"A Welcoming Oasis"
- Outside the Desert Retreat House -
Almost every day I try to stop by our local Starbucks where I sit and relax for a half hour or so with a cup of coffee or an iced tea. Usually the place is relatively calm and quiet, but yesterday it was so busy that I couldn’t even find a parking space and the line to get in went outside the door.
Beside all the tourists and visitors that usually come out to the desert at this time of the year, this is also our “festival season” and so every weekend this month, over 100,000 extra people descend upon the Coachella Valley for several major outdoor music festivals. Yesterday it seemed like all 100,000 people were standing in line at the Starbucks.
While I was trying to find a place to park my car I caught myself wishing that all those “strangers” who had come to town invading my peace and quiet, would go back home, back to where they came from. I also realized that this negative attitude about strangers and foreigners is way too pervasive in today’s culture and it’s a serious roadblock on any spiritual path. My Starbucks experience yesterday caused me to do some serious reflection about the importance of practicing hospitality on any spiritual journey.

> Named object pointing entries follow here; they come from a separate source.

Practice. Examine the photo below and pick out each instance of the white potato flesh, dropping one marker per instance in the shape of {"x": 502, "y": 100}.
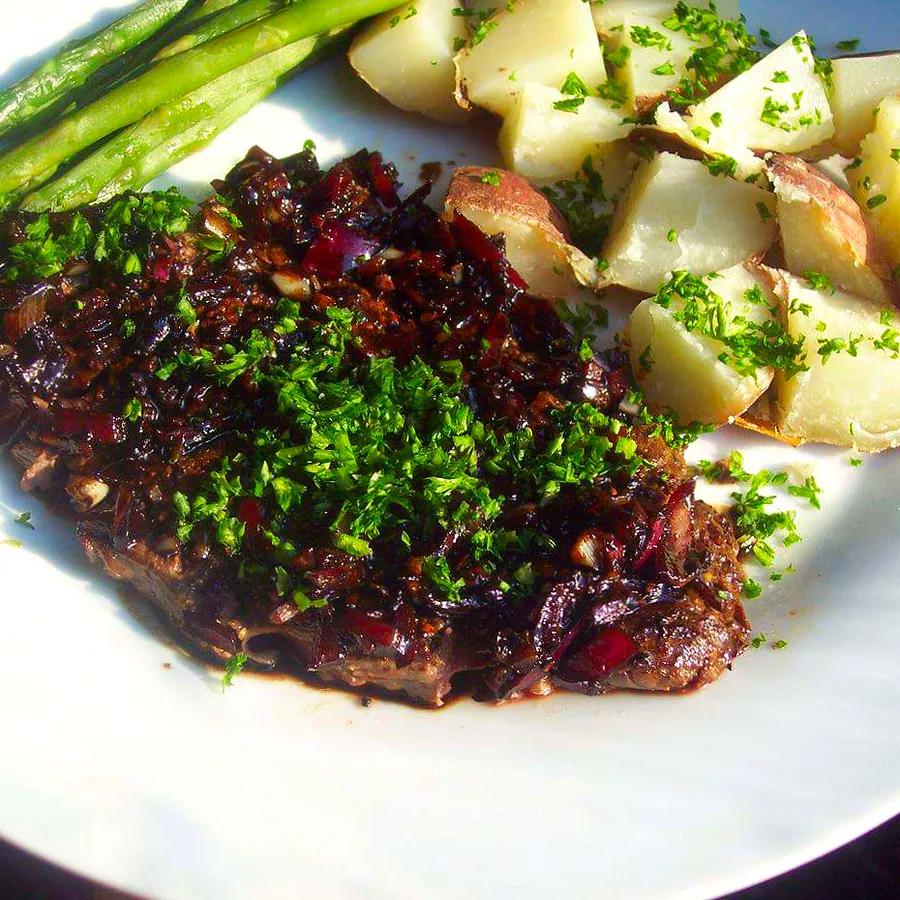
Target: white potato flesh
{"x": 778, "y": 104}
{"x": 823, "y": 230}
{"x": 532, "y": 41}
{"x": 670, "y": 126}
{"x": 860, "y": 83}
{"x": 876, "y": 182}
{"x": 547, "y": 144}
{"x": 500, "y": 202}
{"x": 676, "y": 215}
{"x": 406, "y": 55}
{"x": 609, "y": 15}
{"x": 645, "y": 45}
{"x": 851, "y": 401}
{"x": 680, "y": 371}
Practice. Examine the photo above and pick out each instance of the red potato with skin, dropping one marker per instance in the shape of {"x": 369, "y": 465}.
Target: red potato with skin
{"x": 537, "y": 237}
{"x": 824, "y": 230}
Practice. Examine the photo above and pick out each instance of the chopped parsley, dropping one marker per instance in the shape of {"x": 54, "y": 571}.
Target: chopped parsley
{"x": 233, "y": 668}
{"x": 752, "y": 589}
{"x": 569, "y": 104}
{"x": 721, "y": 164}
{"x": 643, "y": 36}
{"x": 614, "y": 91}
{"x": 584, "y": 205}
{"x": 121, "y": 237}
{"x": 133, "y": 410}
{"x": 24, "y": 519}
{"x": 809, "y": 490}
{"x": 376, "y": 450}
{"x": 725, "y": 49}
{"x": 619, "y": 56}
{"x": 749, "y": 345}
{"x": 574, "y": 86}
{"x": 756, "y": 525}
{"x": 819, "y": 282}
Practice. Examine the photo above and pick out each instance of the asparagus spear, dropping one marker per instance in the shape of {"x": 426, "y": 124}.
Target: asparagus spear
{"x": 22, "y": 168}
{"x": 236, "y": 15}
{"x": 137, "y": 155}
{"x": 74, "y": 64}
{"x": 206, "y": 8}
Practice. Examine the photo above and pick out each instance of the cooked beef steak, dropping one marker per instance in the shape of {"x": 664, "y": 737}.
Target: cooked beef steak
{"x": 559, "y": 546}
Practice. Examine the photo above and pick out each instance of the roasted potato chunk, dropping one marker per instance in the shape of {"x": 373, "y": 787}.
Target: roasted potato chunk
{"x": 824, "y": 230}
{"x": 849, "y": 395}
{"x": 536, "y": 235}
{"x": 860, "y": 84}
{"x": 681, "y": 370}
{"x": 876, "y": 182}
{"x": 677, "y": 215}
{"x": 547, "y": 141}
{"x": 406, "y": 55}
{"x": 531, "y": 41}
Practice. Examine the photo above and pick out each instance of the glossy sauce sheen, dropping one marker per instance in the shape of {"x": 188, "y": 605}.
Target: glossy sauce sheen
{"x": 633, "y": 583}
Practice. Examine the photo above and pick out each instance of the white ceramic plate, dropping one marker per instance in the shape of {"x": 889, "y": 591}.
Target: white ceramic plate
{"x": 149, "y": 778}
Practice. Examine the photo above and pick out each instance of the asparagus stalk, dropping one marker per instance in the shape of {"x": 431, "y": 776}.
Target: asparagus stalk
{"x": 206, "y": 8}
{"x": 211, "y": 27}
{"x": 22, "y": 168}
{"x": 137, "y": 155}
{"x": 75, "y": 63}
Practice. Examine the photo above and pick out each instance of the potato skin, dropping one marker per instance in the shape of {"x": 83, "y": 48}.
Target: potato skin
{"x": 846, "y": 400}
{"x": 406, "y": 55}
{"x": 680, "y": 371}
{"x": 824, "y": 230}
{"x": 514, "y": 196}
{"x": 716, "y": 223}
{"x": 876, "y": 182}
{"x": 861, "y": 81}
{"x": 537, "y": 237}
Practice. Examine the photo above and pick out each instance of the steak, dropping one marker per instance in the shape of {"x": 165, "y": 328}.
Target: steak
{"x": 319, "y": 426}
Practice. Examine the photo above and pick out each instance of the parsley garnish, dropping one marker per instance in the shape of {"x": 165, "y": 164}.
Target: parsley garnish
{"x": 809, "y": 490}
{"x": 647, "y": 37}
{"x": 726, "y": 50}
{"x": 570, "y": 104}
{"x": 133, "y": 410}
{"x": 376, "y": 450}
{"x": 619, "y": 56}
{"x": 582, "y": 203}
{"x": 613, "y": 91}
{"x": 752, "y": 589}
{"x": 233, "y": 668}
{"x": 749, "y": 345}
{"x": 819, "y": 282}
{"x": 121, "y": 237}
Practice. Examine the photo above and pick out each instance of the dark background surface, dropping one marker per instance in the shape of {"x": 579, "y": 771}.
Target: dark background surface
{"x": 866, "y": 869}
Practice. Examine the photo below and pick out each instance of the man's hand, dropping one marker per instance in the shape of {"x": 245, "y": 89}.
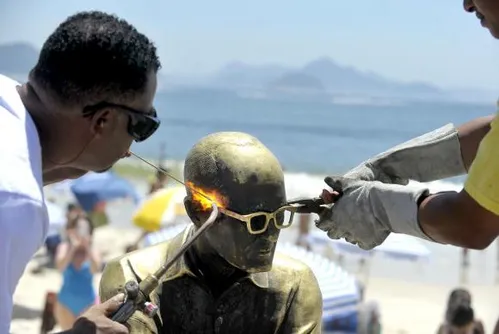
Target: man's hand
{"x": 433, "y": 156}
{"x": 373, "y": 171}
{"x": 368, "y": 211}
{"x": 95, "y": 320}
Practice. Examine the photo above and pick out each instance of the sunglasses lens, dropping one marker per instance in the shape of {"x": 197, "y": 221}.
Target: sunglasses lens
{"x": 142, "y": 127}
{"x": 258, "y": 223}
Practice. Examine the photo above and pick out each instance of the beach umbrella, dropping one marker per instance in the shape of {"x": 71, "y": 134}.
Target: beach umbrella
{"x": 163, "y": 207}
{"x": 93, "y": 188}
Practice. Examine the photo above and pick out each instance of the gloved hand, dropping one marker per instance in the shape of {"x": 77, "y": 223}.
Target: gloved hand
{"x": 368, "y": 211}
{"x": 432, "y": 156}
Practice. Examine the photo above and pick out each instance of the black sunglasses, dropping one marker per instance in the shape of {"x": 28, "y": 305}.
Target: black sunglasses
{"x": 141, "y": 125}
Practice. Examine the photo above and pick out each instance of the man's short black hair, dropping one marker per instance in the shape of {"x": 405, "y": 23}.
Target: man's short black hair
{"x": 94, "y": 55}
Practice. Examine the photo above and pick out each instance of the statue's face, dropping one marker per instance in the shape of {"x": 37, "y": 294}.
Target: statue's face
{"x": 230, "y": 237}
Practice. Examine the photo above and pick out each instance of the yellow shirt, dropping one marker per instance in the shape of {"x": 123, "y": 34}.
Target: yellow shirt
{"x": 287, "y": 299}
{"x": 483, "y": 177}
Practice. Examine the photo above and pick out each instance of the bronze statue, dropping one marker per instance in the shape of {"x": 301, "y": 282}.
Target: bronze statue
{"x": 229, "y": 281}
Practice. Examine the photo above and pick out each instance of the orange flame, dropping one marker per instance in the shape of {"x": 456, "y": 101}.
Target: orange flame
{"x": 204, "y": 202}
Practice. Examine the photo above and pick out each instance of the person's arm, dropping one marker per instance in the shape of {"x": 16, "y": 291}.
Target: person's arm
{"x": 95, "y": 260}
{"x": 304, "y": 315}
{"x": 22, "y": 222}
{"x": 469, "y": 218}
{"x": 64, "y": 256}
{"x": 470, "y": 135}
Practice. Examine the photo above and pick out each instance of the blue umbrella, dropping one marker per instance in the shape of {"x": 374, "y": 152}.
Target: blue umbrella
{"x": 93, "y": 188}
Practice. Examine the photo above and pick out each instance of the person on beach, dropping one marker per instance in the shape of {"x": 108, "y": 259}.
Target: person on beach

When most people hear the word, “hospitality” they most likely think about setting a nice table or making sure there is plenty of food and drink for guests. But, “hospitality” goes far beyond good social etiquette.
I recently read about a custom that was common practice among ancient Christian communities in the 1st and 2nd centuries. In those days every Christian household would always have a “stranger’s bed” available in their homes - an extra bed or sleeping mat was always “made up” and set aside for any weary traveler who might happen to show up at their door seeking a cool drink and a place to rest.
Those ancient Christians believed that their practice of open-ended hospitality was a way of following in the footsteps of Jesus who lived a life of “radical hospitality.” No one who ever came to Jesus was ever turned away, they were always welcomed into his life, embraced with an open heart and open arms - good religious people, public sinners, foreigners, strangers and pagans, the strong and sick, weak and hungry, even Roman soldiers were always welcome to the table of his life.
Those first Christians believed that as “Followers of Jesus’ Way” they were also called to practice this same kind of unbridled, “radical hospitality” and that’s why they always had a “stranger’s bed” set up in their households.
I am reminded of a little story found in the writings of the ancient 4th century Desert Mothers and Fathers. As the story goes some travelers had stopped to seek advice from a wise old desert monk who warmly welcomed his unexpected visitors and spent the day with them. Before they left, the visitors apologized for imposing on the old monk’s hospitality:
Forgive us brother, we have prevented you from your daily work
and kept you from your prayers and meditation.
The brother answered:
‘my daily work is to open my doors and to welcome you with open arms.’
Author and spiritual guide, Kathleen Norris, once wisely observed:
True hospitality is an open response to the dignity of each and every person.
As I see it, the importance practicing “hospitality” on a spiritual journey is perhaps more important than ever nowadays in our own culture of individualism and autonomy as we live behind locked doors, within enclosed gates, as we talk about building big walls to keep out foreigners and exclude any who are different. Now more than ever we may all need to set up a “stranger’s bed” in our hearts and minds and maybe even in our homes.
The Sufi poet, Rumi, put it this way:
The human being is a guest house.
Every morning a new arrival.
Be grateful for whoever comes and invite them in.
I finally made my way into Starbucks yesterday, the energy and enthusiasm in that place filled with all those “strangers” was electric and life-giving.